Я знала, что обо мне скажут в школе: она тихая, но не гнется, лучше с нею не связываться. Я вошла в конфликт с директором школы, он больше занимался коммерцией, чем процессом обучения. Директор не заключил со мною контракта, я подала в суд. Директора уволили, а я осталась.

Через несколько дней Нугзар подошел ко мне с предложением:

— Эти неглупые люди все про тебя узнали и предлагают, чтобы ты заняла место Ахмета. У весов стоять не будешь, а получать будешь в десять раз больше.

— Спасибо, но я временный работник. Я через два месяца уйду, а Ахмет работает круглый год.

— И ты работай. Будешь получать в двадцать раз больше, чем учительница. Сейчас и профессора торгуют.

Я добилась своего: с меня не стали брать поборов, и я могла торговать, не обвешивая и не обсчитывая.

— Я тебя буду ждать, — сказал Нугзар, — а шалаву возьму временно.

Я поблагодарила Нугзара еще раз и поехала в госпиталь Бурденко, где, по моим расчетам, Гузман уже должен был закончить операцию.

Гузман пил чай в своем кабинете. Он налил мне чаю в чашку из тонкого фарфора, хорошего английского чая с бергамотом.

— Как мать? — спросил он.

— Здорова.

— Агрессивна по-прежнему?

— По-прежнему.

— Русские женщины хороши в обороне — не сдаются и не предают. Но они так привыкли защищаться, что, когда наступит мирное время, не могут перестроиться.

— Илья Моисеевич, но ведь у вас жена тоже русская.

— Но моя жена из великих русских женщин!

— А вы знаете, как бы она повела себя, узнав о вашей измене?

— Знаю, — сказал Гузман. — Лет десять назад у меня был роман, небольшой, на полгода, так она мне только недавно сказала, что знала о нем.

— Знала десять лет и не проговорилась?

— Да.

— Тогда она действительно великая женщина.

— Конечно. Я ее так и зову: Евдокия Великая.

— А что с отцом? — перевела я разговор, заметив, что Гузман посмотрел на часы.

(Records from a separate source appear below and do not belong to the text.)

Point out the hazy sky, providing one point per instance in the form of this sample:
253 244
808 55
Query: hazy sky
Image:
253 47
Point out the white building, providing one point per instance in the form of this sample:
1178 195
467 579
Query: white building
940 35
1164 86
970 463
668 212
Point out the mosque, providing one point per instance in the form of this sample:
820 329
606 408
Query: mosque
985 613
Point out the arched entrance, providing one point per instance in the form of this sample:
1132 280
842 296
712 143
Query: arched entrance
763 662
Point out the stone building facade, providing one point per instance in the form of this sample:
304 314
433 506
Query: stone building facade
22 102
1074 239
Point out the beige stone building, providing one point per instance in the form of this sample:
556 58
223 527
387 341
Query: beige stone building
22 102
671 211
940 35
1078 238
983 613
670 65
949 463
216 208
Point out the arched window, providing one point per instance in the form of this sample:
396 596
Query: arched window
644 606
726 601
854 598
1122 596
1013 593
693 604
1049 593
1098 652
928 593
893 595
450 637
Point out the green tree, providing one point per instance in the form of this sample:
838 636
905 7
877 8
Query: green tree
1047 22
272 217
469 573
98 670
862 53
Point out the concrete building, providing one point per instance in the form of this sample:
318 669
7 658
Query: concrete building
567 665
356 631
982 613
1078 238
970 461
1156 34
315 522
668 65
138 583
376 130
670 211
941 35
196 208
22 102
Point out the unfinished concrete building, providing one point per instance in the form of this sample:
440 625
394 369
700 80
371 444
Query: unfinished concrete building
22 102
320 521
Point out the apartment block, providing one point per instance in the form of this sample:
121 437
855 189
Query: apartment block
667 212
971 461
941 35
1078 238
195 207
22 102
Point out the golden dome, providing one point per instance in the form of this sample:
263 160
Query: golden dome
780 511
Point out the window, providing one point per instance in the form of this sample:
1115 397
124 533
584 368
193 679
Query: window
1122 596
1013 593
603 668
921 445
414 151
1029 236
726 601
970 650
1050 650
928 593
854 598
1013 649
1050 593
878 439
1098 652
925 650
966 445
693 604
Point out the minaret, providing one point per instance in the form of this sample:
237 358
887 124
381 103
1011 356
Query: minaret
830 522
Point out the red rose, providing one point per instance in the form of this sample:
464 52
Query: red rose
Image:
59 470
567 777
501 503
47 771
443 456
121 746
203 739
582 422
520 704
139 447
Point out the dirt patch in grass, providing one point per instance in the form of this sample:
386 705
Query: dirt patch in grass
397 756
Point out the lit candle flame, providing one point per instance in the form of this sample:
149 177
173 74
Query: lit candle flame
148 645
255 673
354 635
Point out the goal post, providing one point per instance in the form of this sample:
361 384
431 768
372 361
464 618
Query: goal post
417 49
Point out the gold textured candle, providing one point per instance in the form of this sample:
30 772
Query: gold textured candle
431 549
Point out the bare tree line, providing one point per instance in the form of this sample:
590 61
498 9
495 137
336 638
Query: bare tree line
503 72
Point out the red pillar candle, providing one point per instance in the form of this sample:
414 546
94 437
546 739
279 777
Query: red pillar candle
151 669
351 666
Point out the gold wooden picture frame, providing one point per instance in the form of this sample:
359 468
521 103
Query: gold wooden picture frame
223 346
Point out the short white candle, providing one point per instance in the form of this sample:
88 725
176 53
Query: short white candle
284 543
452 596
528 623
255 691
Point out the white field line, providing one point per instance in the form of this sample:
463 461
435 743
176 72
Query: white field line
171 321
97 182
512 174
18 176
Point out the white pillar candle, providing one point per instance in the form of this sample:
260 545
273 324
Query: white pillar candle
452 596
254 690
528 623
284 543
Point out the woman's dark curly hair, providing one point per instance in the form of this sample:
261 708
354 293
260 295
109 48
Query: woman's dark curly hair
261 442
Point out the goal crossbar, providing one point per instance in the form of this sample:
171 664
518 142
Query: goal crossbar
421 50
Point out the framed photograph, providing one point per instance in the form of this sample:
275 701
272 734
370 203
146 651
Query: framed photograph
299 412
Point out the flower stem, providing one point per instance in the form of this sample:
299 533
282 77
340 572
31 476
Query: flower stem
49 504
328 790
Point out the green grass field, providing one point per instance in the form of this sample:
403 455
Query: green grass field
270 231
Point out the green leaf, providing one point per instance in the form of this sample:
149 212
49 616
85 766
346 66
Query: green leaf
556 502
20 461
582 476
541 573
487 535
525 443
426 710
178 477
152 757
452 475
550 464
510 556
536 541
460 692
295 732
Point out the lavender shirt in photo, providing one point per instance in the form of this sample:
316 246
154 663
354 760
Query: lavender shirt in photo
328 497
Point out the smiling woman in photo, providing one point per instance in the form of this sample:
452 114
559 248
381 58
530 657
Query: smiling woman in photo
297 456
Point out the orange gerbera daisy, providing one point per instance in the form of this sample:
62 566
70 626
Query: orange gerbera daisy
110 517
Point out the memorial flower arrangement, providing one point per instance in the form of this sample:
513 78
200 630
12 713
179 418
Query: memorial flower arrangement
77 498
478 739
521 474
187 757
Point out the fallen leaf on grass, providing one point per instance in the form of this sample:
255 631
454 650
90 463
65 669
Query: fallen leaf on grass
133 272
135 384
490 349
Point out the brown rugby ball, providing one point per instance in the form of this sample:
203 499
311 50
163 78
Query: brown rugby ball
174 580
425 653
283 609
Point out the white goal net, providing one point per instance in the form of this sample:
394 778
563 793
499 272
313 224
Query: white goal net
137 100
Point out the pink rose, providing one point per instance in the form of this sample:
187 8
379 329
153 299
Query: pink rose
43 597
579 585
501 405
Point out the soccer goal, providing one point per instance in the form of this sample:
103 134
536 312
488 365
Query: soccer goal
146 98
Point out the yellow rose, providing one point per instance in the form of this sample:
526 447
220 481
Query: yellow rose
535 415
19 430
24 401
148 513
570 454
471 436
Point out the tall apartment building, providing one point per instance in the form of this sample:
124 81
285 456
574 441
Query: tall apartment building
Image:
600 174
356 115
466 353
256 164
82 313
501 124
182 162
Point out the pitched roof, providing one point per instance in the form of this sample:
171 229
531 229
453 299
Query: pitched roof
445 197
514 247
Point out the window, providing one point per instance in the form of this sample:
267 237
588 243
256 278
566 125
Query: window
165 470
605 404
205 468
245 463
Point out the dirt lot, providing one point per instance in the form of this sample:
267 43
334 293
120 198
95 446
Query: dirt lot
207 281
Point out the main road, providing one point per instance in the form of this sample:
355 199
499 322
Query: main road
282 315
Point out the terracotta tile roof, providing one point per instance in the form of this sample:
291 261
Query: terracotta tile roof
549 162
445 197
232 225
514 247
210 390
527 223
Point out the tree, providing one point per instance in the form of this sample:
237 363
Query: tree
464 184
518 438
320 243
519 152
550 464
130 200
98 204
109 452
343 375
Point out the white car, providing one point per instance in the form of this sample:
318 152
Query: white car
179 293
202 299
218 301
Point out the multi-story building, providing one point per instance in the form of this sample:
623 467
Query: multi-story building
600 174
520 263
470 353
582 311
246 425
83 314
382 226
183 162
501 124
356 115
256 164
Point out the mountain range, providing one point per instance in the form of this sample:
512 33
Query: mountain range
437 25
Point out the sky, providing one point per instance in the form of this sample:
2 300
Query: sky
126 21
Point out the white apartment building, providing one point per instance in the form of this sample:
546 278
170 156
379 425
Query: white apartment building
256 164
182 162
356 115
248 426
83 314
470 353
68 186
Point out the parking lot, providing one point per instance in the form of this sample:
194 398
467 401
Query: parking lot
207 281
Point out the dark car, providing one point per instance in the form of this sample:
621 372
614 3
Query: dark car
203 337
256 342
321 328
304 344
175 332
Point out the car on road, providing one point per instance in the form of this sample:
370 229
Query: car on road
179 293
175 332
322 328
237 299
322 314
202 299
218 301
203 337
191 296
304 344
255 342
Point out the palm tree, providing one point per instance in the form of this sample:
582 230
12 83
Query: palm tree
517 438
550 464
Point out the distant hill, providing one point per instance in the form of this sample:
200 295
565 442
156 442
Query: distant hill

— Травма позвоночника, не опасная. Я не исключаю, что мосле несложной операции он встанет на ноги. Но сегодня ему сделали томографию мозга и обнаружили опухоль. Я вначале думал, что врачи ошибаются, он проходил у меня через томограф полгода назад. Поехал, посмотрел сам. Опухоль есть. Перед этой катастрофой он три месяца провел в Бразилии, процесс, вероятно, только начался, солнце могло активизировать его: он же никогда не прикрывает голову. Если это злокачественная, то последствия могут быть самые разные.

— Какие?

— Иногда одной операцией не обходимся. Бывают и две, и три, и пять. А сердце у него… Ты же знаешь, у него был инфаркт.

Об инфаркте я ничего не знала.

— Так что, если ты собираешься ехать отдыхать, лучше тебе все отложить. Может, придется выхаживать.

— Операцию будете делать вы?

— Обычно хирурги стараются не оперировать родственников и друзей. Посмотрим. Я знаю только одно: Иван надолго вываливается из тележки.

— Он знает об этом?

— Да. Я ему сказал.

— А что он?

— Ничего. Попросил сигарету.

— Я бы тоже закурила.

Это была уже пятая сигарета за день. Мы с Гузманом выкурили по сигарете.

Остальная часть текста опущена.